UNA MARCHA PARA DEJAR DE SER "DE SEGUNDA CATEGORÍA"

 

Para Rosa -que prefiere no hacer público su apellido-, de la Asamblea Feminista por la Huelga General 24 horas de Valladolid, "las mujeres trabajadoras estamos haciendo historia, poniendo sobre la mesa todas las violencias que sufrimos entre las cuales se encuentra la doble explotación; y eso se debe a que nos tenemos que ocupar al cien por cien de los cuidados, que dos tercios del trabajo necesario para que el mundo gire lo hacemos las mujeres, por eso decimos que si paramos el mundo para". ¿Y han logrado las mujeres parar el mundo?
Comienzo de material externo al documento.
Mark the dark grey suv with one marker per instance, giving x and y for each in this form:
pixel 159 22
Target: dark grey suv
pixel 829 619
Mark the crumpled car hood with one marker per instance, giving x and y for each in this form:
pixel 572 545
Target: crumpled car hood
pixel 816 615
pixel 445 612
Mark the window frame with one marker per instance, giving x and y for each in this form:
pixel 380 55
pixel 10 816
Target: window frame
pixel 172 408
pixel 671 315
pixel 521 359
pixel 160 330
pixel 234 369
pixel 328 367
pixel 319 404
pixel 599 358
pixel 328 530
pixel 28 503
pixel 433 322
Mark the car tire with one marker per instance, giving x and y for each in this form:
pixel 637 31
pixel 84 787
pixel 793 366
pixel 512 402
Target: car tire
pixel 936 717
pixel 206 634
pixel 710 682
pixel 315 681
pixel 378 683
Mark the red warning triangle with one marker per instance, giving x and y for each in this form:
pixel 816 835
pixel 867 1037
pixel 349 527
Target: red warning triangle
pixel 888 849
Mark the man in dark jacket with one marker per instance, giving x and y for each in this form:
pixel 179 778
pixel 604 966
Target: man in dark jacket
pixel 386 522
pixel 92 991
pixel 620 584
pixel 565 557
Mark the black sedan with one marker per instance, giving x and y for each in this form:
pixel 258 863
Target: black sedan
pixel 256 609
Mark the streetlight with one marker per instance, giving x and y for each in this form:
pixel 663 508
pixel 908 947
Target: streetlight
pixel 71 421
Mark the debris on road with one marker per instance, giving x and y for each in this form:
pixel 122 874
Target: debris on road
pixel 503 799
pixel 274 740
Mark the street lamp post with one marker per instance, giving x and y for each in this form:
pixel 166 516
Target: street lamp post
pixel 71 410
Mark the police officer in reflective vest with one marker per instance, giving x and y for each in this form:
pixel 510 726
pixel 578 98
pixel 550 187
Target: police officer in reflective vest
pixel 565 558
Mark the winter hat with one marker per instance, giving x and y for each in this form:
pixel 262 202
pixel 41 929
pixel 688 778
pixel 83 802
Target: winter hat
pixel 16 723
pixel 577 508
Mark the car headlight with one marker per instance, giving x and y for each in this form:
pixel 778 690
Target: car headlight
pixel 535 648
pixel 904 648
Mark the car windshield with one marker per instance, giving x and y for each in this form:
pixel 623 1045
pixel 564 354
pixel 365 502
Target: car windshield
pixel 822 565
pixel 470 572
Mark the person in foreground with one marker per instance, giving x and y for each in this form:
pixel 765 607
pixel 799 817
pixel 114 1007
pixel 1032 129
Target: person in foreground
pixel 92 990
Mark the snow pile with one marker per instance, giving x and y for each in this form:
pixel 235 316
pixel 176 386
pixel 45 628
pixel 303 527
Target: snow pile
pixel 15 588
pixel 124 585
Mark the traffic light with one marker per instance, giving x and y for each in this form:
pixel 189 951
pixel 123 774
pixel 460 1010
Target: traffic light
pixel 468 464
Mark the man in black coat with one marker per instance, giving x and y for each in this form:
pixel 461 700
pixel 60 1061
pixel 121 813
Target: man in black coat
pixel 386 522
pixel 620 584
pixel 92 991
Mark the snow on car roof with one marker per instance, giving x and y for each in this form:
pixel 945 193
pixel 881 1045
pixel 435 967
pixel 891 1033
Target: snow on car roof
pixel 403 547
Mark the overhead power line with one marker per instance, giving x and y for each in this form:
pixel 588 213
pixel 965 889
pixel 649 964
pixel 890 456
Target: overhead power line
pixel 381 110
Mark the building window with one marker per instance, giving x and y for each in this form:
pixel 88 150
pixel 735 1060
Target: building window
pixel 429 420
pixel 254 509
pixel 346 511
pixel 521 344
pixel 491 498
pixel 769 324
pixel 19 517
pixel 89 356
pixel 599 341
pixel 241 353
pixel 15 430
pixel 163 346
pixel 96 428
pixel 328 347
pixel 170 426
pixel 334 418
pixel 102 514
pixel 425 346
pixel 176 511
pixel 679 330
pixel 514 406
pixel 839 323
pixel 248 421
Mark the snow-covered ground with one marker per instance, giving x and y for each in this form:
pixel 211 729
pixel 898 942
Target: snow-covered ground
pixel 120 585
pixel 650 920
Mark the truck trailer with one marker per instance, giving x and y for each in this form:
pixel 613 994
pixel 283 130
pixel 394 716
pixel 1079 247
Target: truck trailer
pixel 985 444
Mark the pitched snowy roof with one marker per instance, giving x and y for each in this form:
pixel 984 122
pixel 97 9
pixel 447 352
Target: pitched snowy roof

En su opinión, "de alguna manera sí se ha parado el mundo, quizá no en cifras, pero en el sentido de parar el pensamiento único patriarcal".

 

Este 8 de marzo ha servido, sin duda, para disipar las dudas sobre lo que es feminismo. ¿Qué piden las mujeres? "Queremos dejar de ser personas de segunda categoría, nuestra lucha está demostrada para que la sociedad cambie a mejor" defiende Rosa, quien concluye: "El feminismo es la idea de que las mujeres somos personas, de que nuestras diferencias biológicas no sustenten roles injustos ni relaciones de poder".

 

En la misma línea Marisol Morais quien atribuye a esta jornada "histórica" el mérito de "que mujeres jóvenes hasta ahora un poco reacias a decir que son feministas, ahora están gritándolo alto y contundentemente, están siendo capaces de darse cuenta de que el feminismo es una herramienta para conseguir la igualdad". Un camino en el que también "vamos a contar con los hombres, que nos ayuden y apoyen, aunque el protagonismo tenemos que tenerlo las mujeres". 

 

A PARTIR DE MAÑANA, ¿QUÉ?

 

Morais considera que los primeros pasos que habría que dar son "exigir dotación presupuestaria para la lucha contra la violencia de género, para los planes de igualdad, y para todas las luchas feministas que se están dando. Hay un Pacto de Estado contra la violencia machista, pero es un Pacto vacío completamente, y nos siguen matando, nos están matando y las instituciones están de brazos caídos".

 

"Pedimos que haya un compromiso real, que nos centremos en temas fundamentales como la educación. No puede ser que se asignen roles desde niños y niñas, eso genera las desigualdades que sufrimos según crecemos. Y luego la capacidad de las personas de ser conscientes de que vivimos explotadas, en una economía muy injusta, con una justicia muy injusta también, y una política que para nada responde a los intereses de las personas trabajadora" reivindica Rosa.

 

Ni la lluvia pudo con el ánimo de las miles de mujeres cuya marcha concluyó en la Plaza Portugalete para leer el manifiesto. Una concentración donde no faltó la diversidad, con personas de varias culturas, diversas ideologías políticas, y etnias distintas, portando variadas pancartas pero bajo un mismo (y metafórico) paraguas color morado para reclamar que las mujeres deben ejercer el mismo rol que los hombres.